Für GAZ kostete es riesige Anstrengungen und Ressourcen, innerhalb kurzer Zeit mit VW das gemeinsame Projekt zu starten, betonte Alexander Podoplelow, der Leiter für die Fertigung von VW- und Skoda-Fahrzeugen des Gorki-Autowerkes. Beginnend ab 2012 wurden im Auftrag des Partners praktisch alljährlich neue Automodelle produziert, wobei jedes Modell komplizierter als das vorangegangene gewesen war. Daneben hatte GAZ an seinen Standorten die Herstellung von Achsen lokalisiert. Und im Jahr 2015 – die von Holmen. Um den hohen Anforderungen des VW-Konzern zu entsprechen, erfolgten eine ständige Ausbildung und Weiterbildung des Personals. „Dabei hatten wir die Fertigungen mit einer maximal möglichen Produktionseffektivität für VW organisiert. Die Rentabilität, die GAZ bei der Herstellung eines jeden Autos erhielt, war erheblich geringer als der Gewinn des Auftraggebers beim Absatz“, betonte Alexander Podoplelow.
„VW hat nicht nur die Fertigung von Fahrzeugen eingestellt, sondern auch alle Arbeiten, die mit dem Start neuer Projekte zusammenhingen, deren Finanzierung und Vorbereitung zur Realisierung viele Unternehmen der Gruppe GAZ aktiv vorgenommen hatten“, teilte er mit. „Dies ist sowohl die Lokalisierung einer LKW-Fertigung als auch die Verwendung von VW-Motoren in aktuellen LKW-Modellen sowie viele andere Vorhaben. Wir haben im Betrieb eine Belegschaft gebildet, die aus der Sicht der Kompetenzen auf dem Gebiet der Herstellung von Personenkraftwagen europäischen Niveaus einmalig ist (für Russland – Anmerkung der Redaktion). Zum Zeitpunkt der Einstellung der Fertigung im März 2022 (als Ergebnis der westlichen Sanktionen aufgrund der russischen Militäroperation in der Ukraine – Anmerkung der Redaktion) sind 3.000 Menschen ohne Arbeit geblieben. Ein Jahr später befinden sich viele von ihnen nach wie vor im Regime einer Warteschleife, wobei sie eine Wiederaufnahme der Produktion erwarten. Wir haben keinen anderen Ausweg, außer unsere Ausgaben zu kompensieren, die Produktion wiederaufzunehmen und die Leute in den Betrieb zurückzuholen. Wir arbeiten in dieser Richtung“.

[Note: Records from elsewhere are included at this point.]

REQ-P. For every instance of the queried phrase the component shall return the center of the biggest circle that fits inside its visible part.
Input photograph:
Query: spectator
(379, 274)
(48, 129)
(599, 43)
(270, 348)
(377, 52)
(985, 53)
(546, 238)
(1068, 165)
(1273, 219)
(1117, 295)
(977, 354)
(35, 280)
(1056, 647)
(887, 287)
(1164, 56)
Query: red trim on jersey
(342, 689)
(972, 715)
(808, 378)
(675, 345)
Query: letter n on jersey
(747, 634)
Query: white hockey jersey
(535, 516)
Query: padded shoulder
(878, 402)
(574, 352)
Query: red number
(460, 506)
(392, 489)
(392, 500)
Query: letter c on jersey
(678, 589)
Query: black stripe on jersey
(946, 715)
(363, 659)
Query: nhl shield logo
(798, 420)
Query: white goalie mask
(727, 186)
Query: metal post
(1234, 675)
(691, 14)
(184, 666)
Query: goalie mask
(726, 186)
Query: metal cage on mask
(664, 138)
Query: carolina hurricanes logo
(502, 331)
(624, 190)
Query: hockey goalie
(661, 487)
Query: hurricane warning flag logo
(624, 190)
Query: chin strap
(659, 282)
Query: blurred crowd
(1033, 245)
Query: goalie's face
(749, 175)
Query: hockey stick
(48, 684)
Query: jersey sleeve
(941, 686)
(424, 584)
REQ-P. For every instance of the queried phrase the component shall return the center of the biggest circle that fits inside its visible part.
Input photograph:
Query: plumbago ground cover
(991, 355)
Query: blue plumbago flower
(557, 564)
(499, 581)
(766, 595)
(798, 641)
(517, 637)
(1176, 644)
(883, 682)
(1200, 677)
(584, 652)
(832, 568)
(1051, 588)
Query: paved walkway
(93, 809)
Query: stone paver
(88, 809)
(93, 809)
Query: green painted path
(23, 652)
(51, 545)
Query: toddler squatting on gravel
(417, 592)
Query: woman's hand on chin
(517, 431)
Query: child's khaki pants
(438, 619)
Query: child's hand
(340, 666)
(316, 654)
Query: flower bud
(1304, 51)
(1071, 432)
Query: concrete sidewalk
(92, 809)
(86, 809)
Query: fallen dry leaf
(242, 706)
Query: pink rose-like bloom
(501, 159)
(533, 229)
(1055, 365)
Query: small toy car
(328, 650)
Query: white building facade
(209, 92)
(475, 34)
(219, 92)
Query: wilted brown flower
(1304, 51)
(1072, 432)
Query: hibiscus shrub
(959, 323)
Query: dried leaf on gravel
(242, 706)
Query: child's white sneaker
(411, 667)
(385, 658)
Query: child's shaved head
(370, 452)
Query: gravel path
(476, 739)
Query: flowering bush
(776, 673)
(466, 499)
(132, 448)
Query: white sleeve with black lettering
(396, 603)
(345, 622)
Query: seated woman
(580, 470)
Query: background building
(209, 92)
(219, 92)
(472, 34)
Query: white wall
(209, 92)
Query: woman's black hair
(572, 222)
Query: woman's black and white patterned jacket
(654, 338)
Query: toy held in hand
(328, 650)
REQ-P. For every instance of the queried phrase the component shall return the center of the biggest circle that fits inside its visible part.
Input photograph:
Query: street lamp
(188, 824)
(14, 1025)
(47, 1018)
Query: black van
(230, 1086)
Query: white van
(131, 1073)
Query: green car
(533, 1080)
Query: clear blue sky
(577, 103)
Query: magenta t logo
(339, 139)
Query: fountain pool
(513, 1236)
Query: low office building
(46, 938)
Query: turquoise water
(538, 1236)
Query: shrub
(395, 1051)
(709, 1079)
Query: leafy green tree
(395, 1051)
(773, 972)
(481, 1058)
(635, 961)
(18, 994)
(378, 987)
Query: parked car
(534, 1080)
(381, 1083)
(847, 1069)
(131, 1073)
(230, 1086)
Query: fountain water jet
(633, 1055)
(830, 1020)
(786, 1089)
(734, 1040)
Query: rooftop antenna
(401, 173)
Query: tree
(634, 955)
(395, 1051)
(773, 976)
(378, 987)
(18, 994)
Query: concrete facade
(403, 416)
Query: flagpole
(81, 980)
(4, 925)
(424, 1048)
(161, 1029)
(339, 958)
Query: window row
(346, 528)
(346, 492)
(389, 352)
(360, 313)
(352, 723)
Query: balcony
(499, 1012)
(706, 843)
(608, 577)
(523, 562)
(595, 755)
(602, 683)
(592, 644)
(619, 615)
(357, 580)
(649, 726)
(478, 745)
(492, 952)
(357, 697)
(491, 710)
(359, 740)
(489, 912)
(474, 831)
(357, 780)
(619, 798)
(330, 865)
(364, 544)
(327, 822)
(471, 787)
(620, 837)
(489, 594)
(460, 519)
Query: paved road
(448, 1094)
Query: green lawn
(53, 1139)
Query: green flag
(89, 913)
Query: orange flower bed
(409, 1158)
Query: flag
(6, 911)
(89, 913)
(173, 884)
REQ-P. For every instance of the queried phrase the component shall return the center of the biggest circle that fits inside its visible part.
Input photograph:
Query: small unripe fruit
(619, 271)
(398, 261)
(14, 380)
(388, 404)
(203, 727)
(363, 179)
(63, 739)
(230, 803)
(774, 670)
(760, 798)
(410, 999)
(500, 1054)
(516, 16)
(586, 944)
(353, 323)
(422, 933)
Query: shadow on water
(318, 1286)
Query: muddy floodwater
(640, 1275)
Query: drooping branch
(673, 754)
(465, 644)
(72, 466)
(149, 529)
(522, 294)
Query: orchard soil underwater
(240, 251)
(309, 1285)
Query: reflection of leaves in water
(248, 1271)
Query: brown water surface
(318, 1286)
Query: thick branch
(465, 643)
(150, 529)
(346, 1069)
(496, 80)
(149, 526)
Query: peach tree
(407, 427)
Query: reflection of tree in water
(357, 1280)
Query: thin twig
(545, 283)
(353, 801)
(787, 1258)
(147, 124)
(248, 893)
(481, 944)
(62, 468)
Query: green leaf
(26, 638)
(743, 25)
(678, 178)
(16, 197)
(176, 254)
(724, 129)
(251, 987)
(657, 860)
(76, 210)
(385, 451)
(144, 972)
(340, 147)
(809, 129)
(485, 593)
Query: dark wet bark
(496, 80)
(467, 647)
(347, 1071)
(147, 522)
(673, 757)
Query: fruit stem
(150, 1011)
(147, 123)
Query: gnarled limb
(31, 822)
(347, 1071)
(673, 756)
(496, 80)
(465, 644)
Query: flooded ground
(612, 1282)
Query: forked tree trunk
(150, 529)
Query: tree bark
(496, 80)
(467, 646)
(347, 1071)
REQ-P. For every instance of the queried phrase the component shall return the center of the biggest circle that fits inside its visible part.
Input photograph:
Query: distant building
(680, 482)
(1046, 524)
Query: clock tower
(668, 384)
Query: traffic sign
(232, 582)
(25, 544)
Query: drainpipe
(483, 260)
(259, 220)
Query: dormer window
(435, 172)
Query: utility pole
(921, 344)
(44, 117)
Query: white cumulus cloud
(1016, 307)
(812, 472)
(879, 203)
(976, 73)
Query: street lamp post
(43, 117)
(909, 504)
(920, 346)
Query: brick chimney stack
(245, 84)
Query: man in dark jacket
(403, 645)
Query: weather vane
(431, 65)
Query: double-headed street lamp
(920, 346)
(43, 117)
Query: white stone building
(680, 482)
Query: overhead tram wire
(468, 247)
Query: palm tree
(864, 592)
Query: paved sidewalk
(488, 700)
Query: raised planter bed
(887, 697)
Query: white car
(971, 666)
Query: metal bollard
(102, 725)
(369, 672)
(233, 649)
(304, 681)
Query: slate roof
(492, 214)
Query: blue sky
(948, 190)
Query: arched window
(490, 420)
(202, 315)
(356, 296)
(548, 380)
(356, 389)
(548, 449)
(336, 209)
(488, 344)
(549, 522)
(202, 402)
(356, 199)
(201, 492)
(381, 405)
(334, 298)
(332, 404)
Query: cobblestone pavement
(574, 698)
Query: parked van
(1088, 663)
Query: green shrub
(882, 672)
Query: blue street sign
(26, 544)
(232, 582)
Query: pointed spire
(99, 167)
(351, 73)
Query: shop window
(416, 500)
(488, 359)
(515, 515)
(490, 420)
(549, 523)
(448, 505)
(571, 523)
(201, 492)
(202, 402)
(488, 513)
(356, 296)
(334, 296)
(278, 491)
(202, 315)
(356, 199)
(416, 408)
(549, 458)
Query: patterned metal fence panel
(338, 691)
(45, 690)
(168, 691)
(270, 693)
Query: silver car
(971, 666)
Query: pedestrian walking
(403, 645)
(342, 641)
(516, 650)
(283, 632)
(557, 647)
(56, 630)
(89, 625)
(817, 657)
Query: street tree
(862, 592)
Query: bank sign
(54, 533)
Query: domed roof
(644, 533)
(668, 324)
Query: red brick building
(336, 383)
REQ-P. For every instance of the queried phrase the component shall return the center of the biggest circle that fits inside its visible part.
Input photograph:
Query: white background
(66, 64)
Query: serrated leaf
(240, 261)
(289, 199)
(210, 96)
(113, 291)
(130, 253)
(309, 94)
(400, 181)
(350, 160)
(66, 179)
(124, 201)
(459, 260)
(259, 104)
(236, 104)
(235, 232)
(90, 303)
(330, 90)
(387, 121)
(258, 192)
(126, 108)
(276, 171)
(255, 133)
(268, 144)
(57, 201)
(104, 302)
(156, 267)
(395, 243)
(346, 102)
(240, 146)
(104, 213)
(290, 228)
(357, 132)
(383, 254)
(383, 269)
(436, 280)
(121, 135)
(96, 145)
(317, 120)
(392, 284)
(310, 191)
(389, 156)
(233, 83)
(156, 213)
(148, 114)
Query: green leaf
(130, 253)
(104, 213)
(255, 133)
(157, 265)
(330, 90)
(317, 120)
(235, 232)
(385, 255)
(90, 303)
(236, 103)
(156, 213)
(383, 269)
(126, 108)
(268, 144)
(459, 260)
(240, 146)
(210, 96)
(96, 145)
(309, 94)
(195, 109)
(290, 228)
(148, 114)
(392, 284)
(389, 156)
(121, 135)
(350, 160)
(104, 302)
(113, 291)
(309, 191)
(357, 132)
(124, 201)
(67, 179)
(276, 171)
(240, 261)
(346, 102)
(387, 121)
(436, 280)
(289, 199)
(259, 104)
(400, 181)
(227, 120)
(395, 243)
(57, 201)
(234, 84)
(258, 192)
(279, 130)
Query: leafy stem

„Bei diesem Projekt habe ich ab dem eigentlichen Produktionsstart gearbeitet, habe gesehen, wie sich alles entwickelte“, berichtete Jelena Morina, Kontrollmeisterin bei der Fertigung von VW- und Skoda-Fahrzeugen des Gorki-Autowerkes. „Hier hatte es sehr viele junge Leute gegeben. Man arbeitete in Familien. Man wurde groß, entwickelte sich. Aber mit einem Schlag ist alles zusammengebrochen. Im März vergangenen Jahres stellte VW die Fertigung seiner Fahrzeuge ein. Es ist für uns sehr schade, dass solche Produktionsstätten stillstehen. Wir wollen in die vertrauten Abteilungen zurückkehren und erneut Personenkraftwerke produzieren“.
„Alles, was gegenwärtig erfolgt, ist ungerecht hinsichtlich der Menschen, hinsichtlich unseres ganzen Teams“, unterstrich Jelena Sagustina, Mitglied des Gewerkschaftskomitees von GAZ. „Sie können sich gar nicht vorstellen, wieviel Arbeit aufgewandt wurde, damit sich der Betrieb entwickelte, damit es eine Perspektive gibt. Heutzutage gibt es keinerlei Perspektive. Ich bin der Auffassung, dass dies gemein ist. Für alles muss man Verantwortung tragen. Wir wollen, Personenkraftwagen produzieren. Wir haben dafür alle Möglichkeiten – Technologien, eine Schule von Konstrukteuren, den Wunsch. Und wir werden dies tun“.